Como podem os pais trabalhadores beneficiar da licença parental inicial de 180 dias?
A licença parental inicial de 150 dias consecutivos pode ter duração de 180 dias, se a mãe e o pai gozarem cada um em exclusivo, pelo menos 30 dias consecutivos, ou dois períodos de 15 dias consecutivos, após o período obrigatório pela mãe.
Nos nascimentos múltiplos, acresce um período de 30 dias por cada gémeo além do primeiro.
O legislador, não só para permitir e proteger a criação de laços afectivos entre a mãe e o filho, mas também para proteger de possíveis atitudes abusivas por parte de algumas entidades empregadoras, dispôs acerca: Licença parental inicial exclusiva da mãe, a possibilidade da mãe gozar 30 dias de licença parental antes do parto e ainda, a Licença parental inicial exclusiva do pai.
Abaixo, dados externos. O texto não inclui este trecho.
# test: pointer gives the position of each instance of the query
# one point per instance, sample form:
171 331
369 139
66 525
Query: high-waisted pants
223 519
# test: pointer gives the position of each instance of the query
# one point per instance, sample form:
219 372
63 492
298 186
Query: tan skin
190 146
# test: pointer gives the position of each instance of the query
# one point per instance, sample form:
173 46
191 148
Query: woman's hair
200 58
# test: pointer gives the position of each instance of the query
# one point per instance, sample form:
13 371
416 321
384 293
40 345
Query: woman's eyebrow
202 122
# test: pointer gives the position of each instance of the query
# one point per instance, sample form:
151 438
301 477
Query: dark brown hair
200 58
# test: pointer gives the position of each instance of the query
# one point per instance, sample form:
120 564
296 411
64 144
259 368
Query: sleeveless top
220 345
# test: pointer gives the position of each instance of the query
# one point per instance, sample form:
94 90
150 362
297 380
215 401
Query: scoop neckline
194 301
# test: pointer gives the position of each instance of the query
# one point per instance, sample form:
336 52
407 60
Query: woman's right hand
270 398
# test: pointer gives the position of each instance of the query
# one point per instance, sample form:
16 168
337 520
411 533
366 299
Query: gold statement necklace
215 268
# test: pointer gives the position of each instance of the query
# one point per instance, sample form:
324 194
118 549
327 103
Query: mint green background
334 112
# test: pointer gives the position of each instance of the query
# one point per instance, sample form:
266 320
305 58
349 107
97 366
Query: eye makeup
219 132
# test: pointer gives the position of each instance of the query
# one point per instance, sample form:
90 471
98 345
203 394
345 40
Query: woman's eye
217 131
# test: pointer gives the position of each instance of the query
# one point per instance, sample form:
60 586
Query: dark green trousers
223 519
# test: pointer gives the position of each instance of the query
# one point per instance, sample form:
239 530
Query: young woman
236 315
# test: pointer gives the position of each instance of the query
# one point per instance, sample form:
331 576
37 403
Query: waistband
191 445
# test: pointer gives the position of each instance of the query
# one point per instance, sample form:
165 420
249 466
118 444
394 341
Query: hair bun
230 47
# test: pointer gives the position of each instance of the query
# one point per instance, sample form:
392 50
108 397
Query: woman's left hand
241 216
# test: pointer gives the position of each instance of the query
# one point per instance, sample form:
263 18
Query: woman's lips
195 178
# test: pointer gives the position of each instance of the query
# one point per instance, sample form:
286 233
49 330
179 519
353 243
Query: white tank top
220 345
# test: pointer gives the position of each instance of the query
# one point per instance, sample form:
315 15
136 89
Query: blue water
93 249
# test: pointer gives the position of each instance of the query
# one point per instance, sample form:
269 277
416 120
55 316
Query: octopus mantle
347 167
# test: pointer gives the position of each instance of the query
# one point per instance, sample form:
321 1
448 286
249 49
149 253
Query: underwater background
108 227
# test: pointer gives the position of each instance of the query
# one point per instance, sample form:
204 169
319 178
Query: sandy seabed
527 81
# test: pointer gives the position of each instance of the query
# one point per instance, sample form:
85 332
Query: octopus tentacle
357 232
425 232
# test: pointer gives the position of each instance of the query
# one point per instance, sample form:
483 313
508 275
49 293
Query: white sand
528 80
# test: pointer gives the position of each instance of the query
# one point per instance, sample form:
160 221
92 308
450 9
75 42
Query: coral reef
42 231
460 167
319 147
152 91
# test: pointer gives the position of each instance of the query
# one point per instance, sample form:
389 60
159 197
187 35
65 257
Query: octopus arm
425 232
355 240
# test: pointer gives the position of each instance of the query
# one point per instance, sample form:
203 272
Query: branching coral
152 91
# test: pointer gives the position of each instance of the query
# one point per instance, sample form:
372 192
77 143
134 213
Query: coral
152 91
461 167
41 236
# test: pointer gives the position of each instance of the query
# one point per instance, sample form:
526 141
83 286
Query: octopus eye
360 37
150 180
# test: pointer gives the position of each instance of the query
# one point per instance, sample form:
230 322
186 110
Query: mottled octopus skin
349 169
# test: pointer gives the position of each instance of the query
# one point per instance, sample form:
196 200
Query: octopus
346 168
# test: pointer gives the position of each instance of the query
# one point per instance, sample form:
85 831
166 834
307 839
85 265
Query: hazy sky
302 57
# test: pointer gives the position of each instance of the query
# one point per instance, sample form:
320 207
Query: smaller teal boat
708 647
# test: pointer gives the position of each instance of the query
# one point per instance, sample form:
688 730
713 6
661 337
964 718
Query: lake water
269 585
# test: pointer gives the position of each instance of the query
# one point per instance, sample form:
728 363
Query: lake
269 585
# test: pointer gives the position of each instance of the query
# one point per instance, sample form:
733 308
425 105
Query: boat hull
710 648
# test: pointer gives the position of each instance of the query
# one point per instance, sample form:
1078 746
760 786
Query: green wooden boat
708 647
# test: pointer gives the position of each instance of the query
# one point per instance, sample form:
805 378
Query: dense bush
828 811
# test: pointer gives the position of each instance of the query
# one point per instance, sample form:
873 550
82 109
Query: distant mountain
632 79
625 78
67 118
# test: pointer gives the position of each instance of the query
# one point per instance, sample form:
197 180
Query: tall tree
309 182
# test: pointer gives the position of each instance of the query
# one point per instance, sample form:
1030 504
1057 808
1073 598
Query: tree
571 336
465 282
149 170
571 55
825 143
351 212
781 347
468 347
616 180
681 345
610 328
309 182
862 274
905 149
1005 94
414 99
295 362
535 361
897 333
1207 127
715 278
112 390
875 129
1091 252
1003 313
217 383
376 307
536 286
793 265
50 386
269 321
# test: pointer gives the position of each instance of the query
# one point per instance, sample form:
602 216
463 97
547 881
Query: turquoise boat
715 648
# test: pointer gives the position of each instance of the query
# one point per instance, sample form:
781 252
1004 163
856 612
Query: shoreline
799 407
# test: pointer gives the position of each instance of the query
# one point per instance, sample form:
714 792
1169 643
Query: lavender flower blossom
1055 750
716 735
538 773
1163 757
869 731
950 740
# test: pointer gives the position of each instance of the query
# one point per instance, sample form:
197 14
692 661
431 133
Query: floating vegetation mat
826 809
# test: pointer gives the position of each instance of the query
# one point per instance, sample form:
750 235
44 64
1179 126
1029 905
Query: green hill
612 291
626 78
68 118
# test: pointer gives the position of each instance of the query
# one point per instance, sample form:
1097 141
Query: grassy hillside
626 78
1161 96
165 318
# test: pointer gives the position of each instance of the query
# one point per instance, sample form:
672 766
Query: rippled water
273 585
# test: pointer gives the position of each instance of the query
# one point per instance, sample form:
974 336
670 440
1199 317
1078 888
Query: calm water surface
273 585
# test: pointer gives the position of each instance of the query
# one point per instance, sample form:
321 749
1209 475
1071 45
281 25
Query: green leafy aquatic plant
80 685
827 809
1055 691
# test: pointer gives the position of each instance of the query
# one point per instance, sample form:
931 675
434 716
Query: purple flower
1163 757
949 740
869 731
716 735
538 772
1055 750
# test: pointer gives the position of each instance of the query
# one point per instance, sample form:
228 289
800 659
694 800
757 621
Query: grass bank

Quanto à licença parental inicial exclusiva da mãe:
A mãe tem o direito a gozar, facultativamente, 30 dias da licença parental inicial antes do parto e obrigatoriamente 6 semanas a seguir ao parto.

Quanto à licença parental inicial exclusiva do pai:
O pai tem direito à licença parental inicial de duração total de 20 dias úteis, dos quais 10 são de gozo obrigatório e os outros 10 de gozo facultativo.
Sendo que:
  • 10 dias úteis obrigatórios, devem ser gozados nos 30 dias seguintes ao nascimento do filho, e destes 10 os primeiros 5 dias gozados de modo consecutivo, imediatamente a seguir ao nascimento.
  • Restantes 10 dias úteis de gozo facultativo podem ser gozados após os primeiros 10 dias obrigatórios, de modo consecutivo ou interpolado, em simultâneo com a licença parental inicial por parte da mãe.
No caso de nascimentos múltiplos, a esta licença acrescem 2 dias úteis por cada gémeo além do primeiro.

Quando um dos progenitores se encontra impedido de exercer a licença parental inicial o outro progenitor pode exercer esse direito.
Sim. Quando ocorrer incapacidade física ou psíquica ou a morte do progenitor que estiver a gozar a licença, o outro progenitor tem direito a licença parental inicial (ou ao remanescente dela) pelos prazos e dentro dos requisitos previstos na lei.
Tendo em consideração que, em caso de morte ou incapacidade física ou psíquica da mãe, a licença parental inicial a gozar pelo pai tem a duração mínima de 30 dias.  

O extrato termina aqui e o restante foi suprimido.